Turnover, which was about £300,000 ahead of the debt-funded acquisition, has now passed £1 million, and Ms Rae says that in September when loans are repaid, profits will fund new ranges, and stock.

This will include a female collection, which has been designed, but won’t fully launch until autumn.

When asked what the target is for the business, it is telling that Ms Rae does not interpret this as a question about numbers, instead explaining her vision of launching a collection to be sold internationally under the Stewart Christie label.

Ms Rae previously ran the Dr Jives and Odd One Our streetwear retailers, which had shops in Glasgow and Edinburgh. But she said the concept “almost died overnight” with the advent of ecommerce. “We were exclusive and then our customers could get anything on eBay,” she says.

After realising the shops could not rely on sales of her own Oddments brand, Ms Rae returned to her first love, which was in design and pattern cutting.

She became head ladies designer at Walker Slater for six years before the chance to acquire Stewart Christie came along.

The work she had undertaken in helping to modernise Walker Slater held Ms Rae in good stead when it came to the task at Stewart Christie.

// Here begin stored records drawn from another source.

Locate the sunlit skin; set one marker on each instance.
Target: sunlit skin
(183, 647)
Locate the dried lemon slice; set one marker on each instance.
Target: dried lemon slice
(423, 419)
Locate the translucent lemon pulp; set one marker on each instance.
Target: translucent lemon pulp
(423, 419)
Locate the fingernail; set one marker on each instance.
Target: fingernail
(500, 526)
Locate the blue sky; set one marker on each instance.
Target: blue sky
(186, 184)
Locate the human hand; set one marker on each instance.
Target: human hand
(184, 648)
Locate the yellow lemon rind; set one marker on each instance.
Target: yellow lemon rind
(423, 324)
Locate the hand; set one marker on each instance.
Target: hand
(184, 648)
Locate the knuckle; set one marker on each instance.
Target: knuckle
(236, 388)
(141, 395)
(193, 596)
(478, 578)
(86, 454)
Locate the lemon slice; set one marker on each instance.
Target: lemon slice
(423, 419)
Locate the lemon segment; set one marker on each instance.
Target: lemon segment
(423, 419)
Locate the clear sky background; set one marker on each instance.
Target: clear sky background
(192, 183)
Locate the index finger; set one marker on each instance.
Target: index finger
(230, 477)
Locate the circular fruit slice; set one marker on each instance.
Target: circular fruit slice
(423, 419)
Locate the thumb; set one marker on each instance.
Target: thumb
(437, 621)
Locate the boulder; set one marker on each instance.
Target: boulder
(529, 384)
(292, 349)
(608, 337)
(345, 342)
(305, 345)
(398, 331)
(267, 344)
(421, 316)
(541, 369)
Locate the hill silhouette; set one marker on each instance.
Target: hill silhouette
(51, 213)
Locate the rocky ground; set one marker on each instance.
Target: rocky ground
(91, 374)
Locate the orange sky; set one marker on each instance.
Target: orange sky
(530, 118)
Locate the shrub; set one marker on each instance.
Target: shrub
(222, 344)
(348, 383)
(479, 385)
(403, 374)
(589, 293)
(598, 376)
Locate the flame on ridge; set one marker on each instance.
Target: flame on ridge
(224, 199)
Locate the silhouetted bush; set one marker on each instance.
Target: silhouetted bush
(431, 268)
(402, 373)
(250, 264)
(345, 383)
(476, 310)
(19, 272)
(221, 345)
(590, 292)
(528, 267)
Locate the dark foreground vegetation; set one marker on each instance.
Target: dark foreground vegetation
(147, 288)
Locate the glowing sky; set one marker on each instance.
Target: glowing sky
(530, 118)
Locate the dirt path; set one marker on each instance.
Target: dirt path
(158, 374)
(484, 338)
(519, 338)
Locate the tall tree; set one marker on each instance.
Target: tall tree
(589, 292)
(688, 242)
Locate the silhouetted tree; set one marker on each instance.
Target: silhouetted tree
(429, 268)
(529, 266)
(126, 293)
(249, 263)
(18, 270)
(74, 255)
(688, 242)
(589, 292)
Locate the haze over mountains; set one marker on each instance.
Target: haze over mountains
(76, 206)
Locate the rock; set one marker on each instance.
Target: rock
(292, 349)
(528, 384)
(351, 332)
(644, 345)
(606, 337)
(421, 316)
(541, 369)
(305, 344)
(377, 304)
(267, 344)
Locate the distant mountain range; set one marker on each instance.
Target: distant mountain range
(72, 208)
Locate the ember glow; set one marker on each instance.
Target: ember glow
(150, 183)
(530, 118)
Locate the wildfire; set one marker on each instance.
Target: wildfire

The programme was carried out with great sensitivity, maintaining links to its past while creating a brand fit for the 21st century shopper.

The business has three brackets of tailoring for gentlemen. There is the off-the-peg three-piece suit range, which cost around £500 to £650. Then there is made-to-measure, with the customer choosing the lining, buttons and fabric; these cost around £950 and are made in the UK within five weeks. At the top end, there is the bespoke service, where each suit is hand-stitched to what Ms Rae calls “Savile Row standards, but not prices.” Those prices are £1,500, but round half what could be paid in London.

Most bespoke customers come from the US, Switzerland, Germany and London. The business also makes a lot of ceremonial wear, from judges’ gowns to uniforms for The Royal Company of Archers, the Sovereign’s bodyguards in Scotland.

“It’s definitely a bespoke business and we are celebrating those aspects to make it an experience,” says Mr Rae.

The business prides itself on being generation led, not seasons led, which means it will create designs for young professionals through to their grandparents, who may have shopped there for decades.

Ms Rae says she doesn’t feel any additional burden given she is running a near 300-year-old business.

“I don’t feel like an owner, I feel like a custodian,” she says. “Everything makes sense to me. I know the direction we want to go in, what needs to happen. I want to take it to the next generation. I know that our customers are elderly but we are bringing in the next generation; the sons, the grandfathers. It’s been a tradition for them and we love them to come in.”

The shop itself has undergone significant, yet subtle changes since the new owners took over. Veneer shelving has been replaced with mahogany, old cabinets have been repurposed. Ms Rae tells the story of an elderly man who came in after the refurbishment and asked if they were going to do the shop up, which gave her a sense of satisfaction that her goal for the feel of the shop had been attained.

This look and feel is befitting the traditional methods employed by the business in its manufacturing – all bespoke items are made on site, and everything else is made by partners in the UK.

Maintaining traditional methods of tailoring is an issue close to Ms Rae. To that end, the company is working with local colleges to create an SVQ in tailoring.

“People come out of college as designers but not on the technical side,” she says. “There is not a tailoring qualification.”

Last year the company worked with students to create outfits to represent some of Scotland’s greatest cultural icons of the past 700 years for a Visit Scotland event to celebrate the strength and depth of the country’s creative and textile sector.

And Ms Rae is keen to do more to keep traditions alive. “I’d love to set up a tailoring school in the future. We’re losing so much craft and skills and it would be great to get young people back into it.”

With a custodian as passionate as Ms Rae in place, it would seem Stewart Christie is set to thrive into a fourth century.